To assess the influence of mesoscale dynamics on biological production, the mixed-layer nitrogen budget is analyzed using the OFES hydrography-biology products [9,28]. The nitrogen change in the OFES model (in mmol m-2 d-1) is divided into three components: mean advective flow, eddy flow, and mixing. During winter, the average nitrate increase is 2.67, with the three components contributing as follows: 0.54 (mean advective flow), -5.13 (eddy flow), and 7.26 (mixing) (Figure 14). In contrast, summer exhibits an average nitrate decrease of 4.64, with the three components contributing as follows: -0.34 (mean advective flow), -5.93 (eddy flow), and 1.64 (mixing) (Figure 15). These results indicate that eddy flows play a significant role in nutrient depletion, while the mean flow has a relatively minor impact and contributes minimally to nutrient changes. The magnitude of these flows does not exhibit clear seasonal variation. On the other hand, the mixing component displays substantial variations in magnitude. Therefore, the seasonal variation of nitrate primarily depends on the influence of vertical mixing, highlighting the contribution of convective mixing processes to nutrient increase (winter) or decrease (summer) in the KE region.

5. Conclusions

This study investigates the influence of mesoscale and submesoscale processes on biological production in the KE System. Using remote sensing and Argo floats, the researchers explore how eddies modify surface and subsurface Chl-a concentrations. CE and ACE induce positive and negative surface Chl-a anomalies, respectively, particularly in winter. This is due to the lifting or deepening of isopycnals and nitrate, stimulating or depressing phytoplankton growth. Consequently, CE and ACE result in variations in SCM depth-integrated Chl-a, and nitrate. These anomalies are mainly located near the main axis of the KE. Monopole Chl-a patterns within eddy centers correspond to positive or negative anomalies, depending on the principal component's sign. Chl-a concentrations above the SCM layer in CE and ACE are higher and lower than the edge values, respectively, while those below exhibit the opposite pattern, regardless of winter variations. Negative and positive Chl-a anomalies account for approximately 26% and 18% of the total CE and ACE, respectively, across all seasons. Nutrient supply resulting from stratification differences under convective mixing and eddy stirring may contribute to these anomalies. The study also highlights the role of submesoscale processes, such as higher vertical velocity in winter and spring, in transporting nutrients and phytoplankton into the sunlit ocean and promoting significant phytoplankton production. However, the study acknowledges the need for improved spatial resolution and comprehensive observations to fully understand submesoscale processes. Another study examined MLD adjustment in eddies, revealing the influence of eddy-induced upwelling and downwelling in CE and ACE on nutrient supply and Chl-a concentrations. The differences between CE and ACE are more significant in winter due to deeper mixing, enhanced nutrient supply, and redistribution of Chl-a. The shallow mixed layer and stratification in summer affect nutrient injection and contribute to variations in Chl-a concentrations. Convective mixing processes also play a role in nutrient increase or decrease during winter and summer, respectively. Overall, this study highlights the importance of mesoscale and submesoscale processes in driving biological productivity in the KE system.

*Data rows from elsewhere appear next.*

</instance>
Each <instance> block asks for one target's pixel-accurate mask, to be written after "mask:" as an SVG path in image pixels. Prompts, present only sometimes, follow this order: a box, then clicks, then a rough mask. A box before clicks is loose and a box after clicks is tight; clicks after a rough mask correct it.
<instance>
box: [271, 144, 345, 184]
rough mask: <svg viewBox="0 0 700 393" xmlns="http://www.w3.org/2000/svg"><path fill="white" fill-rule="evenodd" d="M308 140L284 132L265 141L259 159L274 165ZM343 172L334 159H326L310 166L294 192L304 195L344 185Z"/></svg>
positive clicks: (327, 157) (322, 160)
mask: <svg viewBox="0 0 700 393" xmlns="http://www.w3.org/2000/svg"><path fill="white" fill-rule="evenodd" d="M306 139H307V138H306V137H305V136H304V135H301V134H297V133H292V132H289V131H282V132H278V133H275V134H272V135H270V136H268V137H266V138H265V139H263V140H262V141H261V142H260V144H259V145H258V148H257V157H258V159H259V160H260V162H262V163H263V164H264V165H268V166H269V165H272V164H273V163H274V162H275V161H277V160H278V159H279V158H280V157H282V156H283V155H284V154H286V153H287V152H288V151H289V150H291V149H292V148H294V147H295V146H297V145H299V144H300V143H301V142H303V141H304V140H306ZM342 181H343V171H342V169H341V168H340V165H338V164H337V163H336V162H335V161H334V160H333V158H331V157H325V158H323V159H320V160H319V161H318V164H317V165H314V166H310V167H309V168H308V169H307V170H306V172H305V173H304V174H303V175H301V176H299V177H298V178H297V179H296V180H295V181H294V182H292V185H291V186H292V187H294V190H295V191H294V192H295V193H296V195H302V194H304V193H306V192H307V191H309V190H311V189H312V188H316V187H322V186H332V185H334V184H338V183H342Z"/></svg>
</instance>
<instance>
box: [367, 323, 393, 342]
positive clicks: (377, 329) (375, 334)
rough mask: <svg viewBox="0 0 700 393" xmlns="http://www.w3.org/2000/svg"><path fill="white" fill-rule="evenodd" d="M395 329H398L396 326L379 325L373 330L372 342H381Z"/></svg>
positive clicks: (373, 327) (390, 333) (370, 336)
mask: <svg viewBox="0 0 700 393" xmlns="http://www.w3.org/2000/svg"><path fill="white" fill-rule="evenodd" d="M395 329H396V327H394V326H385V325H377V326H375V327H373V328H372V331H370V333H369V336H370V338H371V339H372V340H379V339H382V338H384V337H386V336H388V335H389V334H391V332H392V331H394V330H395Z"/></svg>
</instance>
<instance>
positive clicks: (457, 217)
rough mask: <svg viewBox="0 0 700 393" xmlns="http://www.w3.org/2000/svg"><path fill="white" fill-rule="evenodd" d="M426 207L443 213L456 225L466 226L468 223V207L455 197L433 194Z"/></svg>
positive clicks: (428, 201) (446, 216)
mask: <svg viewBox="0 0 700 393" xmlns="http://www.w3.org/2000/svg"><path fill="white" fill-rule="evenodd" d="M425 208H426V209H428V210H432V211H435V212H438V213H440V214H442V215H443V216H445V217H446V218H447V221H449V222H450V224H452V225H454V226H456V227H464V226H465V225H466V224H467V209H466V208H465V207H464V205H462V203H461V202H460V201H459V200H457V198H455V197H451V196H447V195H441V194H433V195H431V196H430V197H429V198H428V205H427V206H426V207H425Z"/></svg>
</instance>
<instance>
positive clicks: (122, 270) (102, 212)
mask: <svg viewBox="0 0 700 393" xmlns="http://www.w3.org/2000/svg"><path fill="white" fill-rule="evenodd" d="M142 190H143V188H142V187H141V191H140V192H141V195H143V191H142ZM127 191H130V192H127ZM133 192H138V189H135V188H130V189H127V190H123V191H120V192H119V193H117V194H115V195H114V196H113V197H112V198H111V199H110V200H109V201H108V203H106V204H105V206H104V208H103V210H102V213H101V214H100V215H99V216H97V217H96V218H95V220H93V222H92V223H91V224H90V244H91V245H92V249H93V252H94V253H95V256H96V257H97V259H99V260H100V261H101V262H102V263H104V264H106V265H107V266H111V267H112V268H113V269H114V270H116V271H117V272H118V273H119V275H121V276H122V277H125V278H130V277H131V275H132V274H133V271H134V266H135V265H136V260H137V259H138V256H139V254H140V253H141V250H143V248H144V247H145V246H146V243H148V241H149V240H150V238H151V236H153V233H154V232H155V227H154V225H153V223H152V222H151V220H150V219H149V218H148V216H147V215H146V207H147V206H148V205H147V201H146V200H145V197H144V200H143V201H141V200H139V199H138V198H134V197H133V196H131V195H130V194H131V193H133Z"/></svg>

Overall, the study emphasizes the importance of mesoscale and submesoscale processes in driving biological productivity and provides insights into the mechanisms underlying nutrient supply and Chl-a distributions in the KE system. While shedding light on these dynamics, the study acknowledges the need for future research to improve spatial resolution and incorporate comprehensive observations for a better understanding of submesoscale features and their impacts.